La qualité de société à mission permet de donner du sens aux activités de l’entreprise en fédérant les équipes autour d’une ambition commune (actionnaires, salariés, partenaires), d’améliorer l’image de marque de l’entreprise en affirmant la raison d’être de l’entreprise auprès de ses parties prenantes, de collaborer avec une pluralité d’acteurs dans le domaine de la mission que l’entreprise s’est fixé, d’améliorer la performance économique de l’entreprise grâce à l’innovation, de se protéger contre les rachats hostiles et d’améliorer la marque employeur. Pour la quasi-totalité des entreprises (98 %), l’initiative de la démarche a été impulsée par le dirigeant. L’équipe dirigeante mobilise les collaborateurs et l’écosystème autour du projet de société à mission, qui devient un réel projet d’entreprise. Engager son entreprise vers la société à mission représente un acte de leadership fort, qui engage et préserve le projet collectif de l’entreprise à travers son inscription dans les statuts. Pour Emery Jacquillat « ce chemin engagé par les dirigeants d’entreprises de toutes tailles et de tous secteurs, de manière volontaire, tend à clarifier le sens et la contribution positive qu’entend avoir l’entreprise. En impliquant ses salariés et parties prenantes, en mettant la mission au cœur de son modèle d’affaire et de sa gouvernance, en introduisant de l’opposabilité, de la transparence, de la traçabilité, et en prévoyant un contrôle externe par un organisme tiers indépendant, l’entreprise à mission s’avère être un modèle d’entreprise particulièrement robuste ».

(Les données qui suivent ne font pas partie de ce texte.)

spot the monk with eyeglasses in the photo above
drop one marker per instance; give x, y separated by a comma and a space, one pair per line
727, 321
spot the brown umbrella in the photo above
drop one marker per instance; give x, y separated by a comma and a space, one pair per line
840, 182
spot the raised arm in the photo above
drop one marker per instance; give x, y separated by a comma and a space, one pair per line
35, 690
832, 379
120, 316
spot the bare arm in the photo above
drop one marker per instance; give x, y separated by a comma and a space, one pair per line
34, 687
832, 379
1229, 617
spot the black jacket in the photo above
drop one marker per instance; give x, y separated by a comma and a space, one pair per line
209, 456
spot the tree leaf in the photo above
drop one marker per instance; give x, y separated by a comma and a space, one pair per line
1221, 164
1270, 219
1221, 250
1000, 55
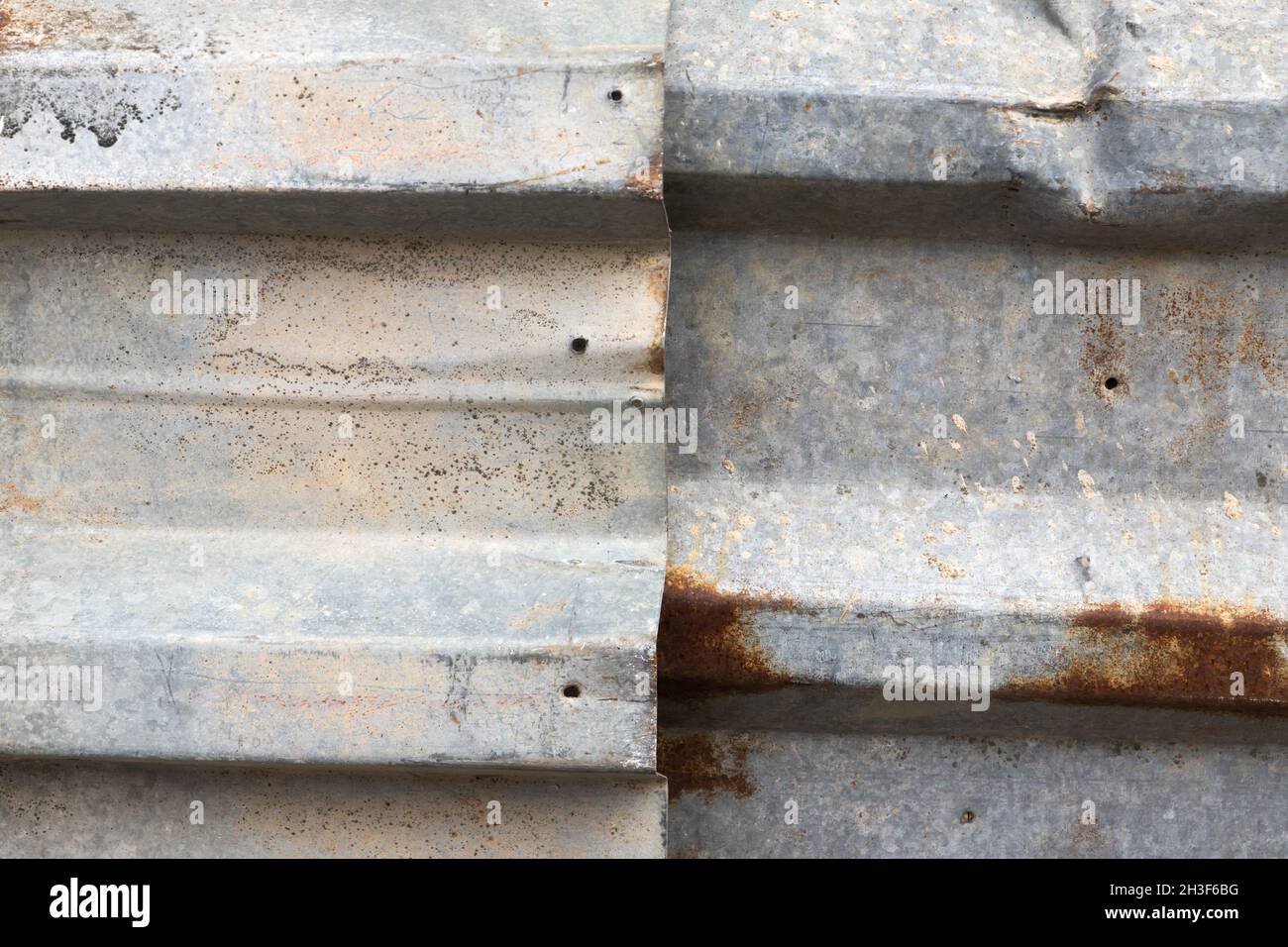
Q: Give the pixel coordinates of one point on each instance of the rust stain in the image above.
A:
(648, 183)
(1104, 356)
(703, 642)
(1163, 182)
(1269, 356)
(1202, 316)
(1168, 655)
(14, 500)
(658, 287)
(700, 763)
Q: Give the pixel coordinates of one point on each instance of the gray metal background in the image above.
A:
(910, 169)
(436, 202)
(1112, 553)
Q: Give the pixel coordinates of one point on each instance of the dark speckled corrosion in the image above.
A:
(1167, 655)
(703, 639)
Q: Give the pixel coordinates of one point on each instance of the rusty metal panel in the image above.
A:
(357, 517)
(373, 116)
(903, 458)
(65, 809)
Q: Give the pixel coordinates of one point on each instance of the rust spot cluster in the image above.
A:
(704, 763)
(648, 183)
(1167, 655)
(703, 639)
(13, 499)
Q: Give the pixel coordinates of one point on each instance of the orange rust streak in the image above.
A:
(699, 763)
(703, 642)
(1167, 655)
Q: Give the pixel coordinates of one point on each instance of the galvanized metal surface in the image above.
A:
(897, 457)
(333, 115)
(67, 809)
(364, 523)
(902, 459)
(901, 796)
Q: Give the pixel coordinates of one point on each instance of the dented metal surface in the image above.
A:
(906, 459)
(338, 116)
(961, 796)
(356, 518)
(65, 809)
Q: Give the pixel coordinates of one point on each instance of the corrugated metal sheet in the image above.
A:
(361, 519)
(903, 462)
(361, 544)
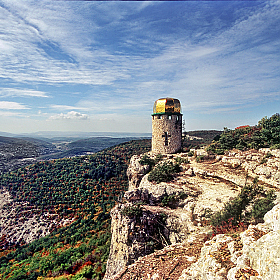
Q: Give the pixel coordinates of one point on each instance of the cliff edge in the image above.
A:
(161, 230)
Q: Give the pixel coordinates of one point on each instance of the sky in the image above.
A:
(94, 66)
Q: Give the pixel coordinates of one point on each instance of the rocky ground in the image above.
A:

Le rôle du comité de mission

Le comité de mission est l’une des innovations proposées par la loi Pacte. C’est une innovation importante instaurée par la loi Pacte, puisque cette disposition fait entrer la voix des parties prenantes internes et externes de l’entreprise dans sa gouvernance. En effet, après avoir défini ses engagements, l’entreprise compose un nouvel organe de gouvernance, le comité de mission, et en définit son fonctionnement. Ces choix sont clés car ils traduisent l’ambition que se donne l’entreprise au regard de sa mission. Cette gouvernance spécifique doit être mise en place pour contrôler l’adéquation entre la raison d’être de l’entreprise et ses pratiques. Obligatoire, pour les entreprises de plus de 50 salariés, le comité de mission est distinct des organes sociaux et doit comporter au moins un salarié. Il est chargé du suivi de la mission : il vérifie que chaque décision prise prend bien en compte les critères sociaux et environnementaux et rédige un rapport annuel. Il évalue l’efficacité des actions passées par rapport aux objectifs sociaux et environnementaux. Il a également un rôle de questionnement stratégique. Il interroge la pertinence des actions et des stratégies choisies pour répondre du mieux possible à sa mission. À ce second niveau, la société réfléchit régulièrement aux autres stratégies possibles, et acquiert une meilleure connaissance des enjeux et des risques auxquels elle fait face. Si la définition de la mission s’élabore essentiellement en interne, la composition du comité de mission fait la part belle à l’externe : selon les chiffres du deuxième baromètre de l’Observatoire des sociétés à mission, 79 % des entreprises ont intégré au moins une partie prenante externe dans la gouvernance de la mission. Dans les faits, 61 % des entreprises ont intégré des chercheurs et/ou experts au sein de leur comité de mission. Puis, on retrouve les clients et les fournisseurs à parts égales (40 %), ainsi que des représentants de la société civile (associations, ONG, etc.) à hauteur de 28 %. Ces informations confirment l’ouverture active de l’entreprise vis-à-vis de son écosystème, ce qui devrait participer à la richesse et l’exigence de la mise en œuvre de la mission.